The DENSE_RANK function computes the rank of a row in an ordered group of rows. The ranks are consecutive integers beginning with 1. The largest rank value is the number of unique values returned by the query. Rank values are not skipped in the event of ties. Rows with equal values for the ranking criteria receive the same rank. DENSE_RANK函数计算排序后分组中各行的序数。序数为从1开始的连续整数。最大的序数就是查询所所返回唯一值的个数。如果出现并列,序数不跳计。具有相同值的列的序数相同。
The DENSE_RANK function does not skip numbers and will assign the same number to those rows with the same value.

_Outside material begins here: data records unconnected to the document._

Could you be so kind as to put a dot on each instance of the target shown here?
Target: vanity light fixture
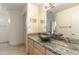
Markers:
(49, 5)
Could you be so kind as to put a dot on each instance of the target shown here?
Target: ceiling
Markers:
(20, 6)
(62, 6)
(13, 6)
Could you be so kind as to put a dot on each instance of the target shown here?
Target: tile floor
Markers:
(6, 49)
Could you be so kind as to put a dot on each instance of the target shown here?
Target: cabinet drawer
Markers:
(49, 52)
(31, 52)
(39, 47)
(37, 52)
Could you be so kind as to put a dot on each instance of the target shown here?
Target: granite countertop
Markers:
(57, 46)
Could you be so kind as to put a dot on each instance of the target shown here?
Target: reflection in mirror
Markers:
(50, 22)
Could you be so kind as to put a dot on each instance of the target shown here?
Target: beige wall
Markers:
(64, 19)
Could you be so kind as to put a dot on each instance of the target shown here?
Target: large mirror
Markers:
(50, 22)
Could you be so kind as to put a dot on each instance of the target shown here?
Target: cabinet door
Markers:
(40, 48)
(49, 52)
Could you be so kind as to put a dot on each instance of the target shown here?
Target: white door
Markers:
(75, 25)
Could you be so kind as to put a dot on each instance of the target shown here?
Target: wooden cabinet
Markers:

Hence, after the resultset is built in the inline view, we can simply select all of the rows with a dense rank of three or less, this gives us everyone who makes the top three salaries by department number. DENSE_RANK函数不跳计序数,并为相同值的列赋予相同的序数。结果集合在当前窗口建立后,通过部门编号选择Dense rank为3 或3之前的行,就可以知道工资在该部门前三位的名字。
Windows窗口
The windowing clause gives us a way to define a sliding or anchored window of data, on which the analytic function will operate, within a group. The default window is an anchored window that simply starts at the first row of a group an continues to the current row.窗口语句用以定义滑动或固定数据窗口。在其上面运行组的分析函数。默认窗口为固定窗口,从第一行开始到当前行。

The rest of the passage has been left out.